Lee and I know how to do a good road trip. We've done many over the past six years. We're good at it. That's a good thing seeing at every year we make the 15-16 hour trek to Prince Edward Island. (It was every other year for awhile but we've bumped it up to every year.) One of the things we love the most about going to PEI -- besides seeing family and going to all the beaches -- is that we rent a cottage. And one of the things we love the most about having a cottage is we have a kitchen.
Packing for a cottage is different than packing when you are staying a hotel. Sure, we still have to pack all the clothes and the beach stuff. We also load a box or two with kitchen stuff. Yes, we are aware there are stores in Prince Edward Island. That's where we buy all our fresh produce! But we also have a really well stocked pantry and it just seems silly to use to pack things we have extra of at home. Why pay $5 for a teeny-tiny bottle of olive oil when I have a Costco-sized container in my pantry? That's just silly.
So here's what is sitting on my dining room table ready to be packed:
- Pancake syrup. In other words, not maple syrup. Something not generally allowed in my kitchen but everyone has their vacation thing, right?
- Pancake mix. I made my own last year. I'm lazy this year.
- 1 box of pasta. We have a gazillion in the pantry. Okay, may not a gazillion. But at least 10.
- Jasmine rice. See above.
- Coffee. Because coffee.
- Mustard. Last year showed us that we probably didn't have to pack condiments but we're packing these just in case.
- BBQ sauce. Because you always need it on vacation.
- 1 mason jar filled with olive oil.
- 1 mason jar filled with balsamic vinegar.
- Hot sauce.
- A small mason jar filled with Worchestershire sauce. (Looking at this and going, "Hmm. Worchestershire sauce and hot sauce. I bet they are planning for Caesars." You are right. Give yourself a gold star.)
- Homemade spice rub that's good for pork and chicken.
- Trader Joe's spice rub that's excellent for pork and steak. (It has coffee in it. We love it.)
- Lemon pepper. (It's excellent on corn. Try it.)
That's actually really light for us. We often pack more than that but last year we ate out a lot. Based on the list I have going we're probably not going to eat a whole besides breakfast and a few dinners at the cottage.
When I asked my friends on Facebook and Twitter what they packed, I got some interesting answers. A lot of people pack a good knife and I'm really tempted to pack one of mine. But as I said, we won't really be cooking all that much. I think the most taxing thing I had to chop last year was potatoes. Also, I was just reading Nigella's Kitchen and she doesn't pack knives. I feel like she gave me permission not to. Thanks!
Some people pack immersion blenders and I'd be tempted to if we drank more smoothies. Someone else suggested special equipment like a crepe pan. I understand the thought behind it but we keep things simple.
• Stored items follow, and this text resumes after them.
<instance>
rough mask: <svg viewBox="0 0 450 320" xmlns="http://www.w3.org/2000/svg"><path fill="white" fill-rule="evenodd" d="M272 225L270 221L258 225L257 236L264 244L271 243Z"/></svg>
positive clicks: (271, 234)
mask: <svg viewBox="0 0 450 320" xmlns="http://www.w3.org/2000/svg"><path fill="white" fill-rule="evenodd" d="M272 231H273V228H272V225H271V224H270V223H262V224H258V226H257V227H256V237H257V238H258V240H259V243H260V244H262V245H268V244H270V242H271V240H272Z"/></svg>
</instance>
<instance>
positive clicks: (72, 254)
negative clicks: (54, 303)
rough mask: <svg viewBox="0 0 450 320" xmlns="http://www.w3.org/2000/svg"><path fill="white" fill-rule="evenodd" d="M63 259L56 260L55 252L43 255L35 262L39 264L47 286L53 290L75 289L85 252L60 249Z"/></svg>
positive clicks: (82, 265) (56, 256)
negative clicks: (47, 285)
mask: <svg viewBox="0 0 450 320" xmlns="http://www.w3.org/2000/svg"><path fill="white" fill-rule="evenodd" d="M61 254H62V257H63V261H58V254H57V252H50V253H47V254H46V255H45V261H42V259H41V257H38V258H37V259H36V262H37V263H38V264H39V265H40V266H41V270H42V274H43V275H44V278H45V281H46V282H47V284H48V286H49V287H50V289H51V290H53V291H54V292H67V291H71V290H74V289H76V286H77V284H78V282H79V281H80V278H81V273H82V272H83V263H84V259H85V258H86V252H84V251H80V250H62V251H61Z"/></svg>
The most complicated breakfast will be bacon and eggs.
It was also really interesting to hear from people who stay at family cottages rather than ones they've rented. They included suggestions like bottled water in case the drinking water wasn't awesome but when you rent out a cottage you have to have your water tested and prove it's safe. They were also more likely to include things like toilet paper, which are included with your standard cottage rental.
We don't pack fresh produce because we are driving so very far. We'll only go part way to PEI on the first day, though we do the whole drive on the way back. Attempting to keep food cool for more than 24 hours is just a pain in the butt when we can buy it locally but we do have one caveat -- we pack fresh food for the first day of our road trip.
A few years ago we did three big road trips in about four months. But the end of that last road trip we were so tired of fast food and rest stop food. Last year we tried a new plan and we loved it. It worked out so well we didn't stop for snacks or lunch the first day. It rocked. (We stop and grab breakfast to go. Because coffee.) So in our cooler we'll be packing:
- Carrot sticks.
- Cucumber sticks.
- Grape tomatoes.
- Cheese cubes.
- Crackers. (We're currently very fond of Nut Thins.)
- About half a leftover homemade pizza. (We're having it for dinner tonight.)
- Beef jerky. Because it's not a road trip without beef jerfy.
- Gobstoppers. (Our road trip candy of choice. Though we might toss in some Bottlecaps too, because we can.)
- A case of water.
Because last year was our first time, we had a bit of a fail. We thought we could just use napkins to hold our food. We were so wrong. Things kind of tended to roll, especially the tomatoes. One the way home (we stop the cooler both ways) we used red solo cups. They work perfectly and are cheap. A real bonus of using cups is the driver can stick one filled with nibbles in their cup holder.
We felt so much better when we arrived at our destination than we eat typical road trip fare. Also, when you are only stopping for coffee and bathroom breaks (and to refuel) you'll get to your destination way earlier than you thought you would allowing you to have a lesuirely dinner out. Of course, we had a bit of an um issue when we went out for dinner last year. Maybe I'll tell that story later this week. (Hint: PATRIARCHY.)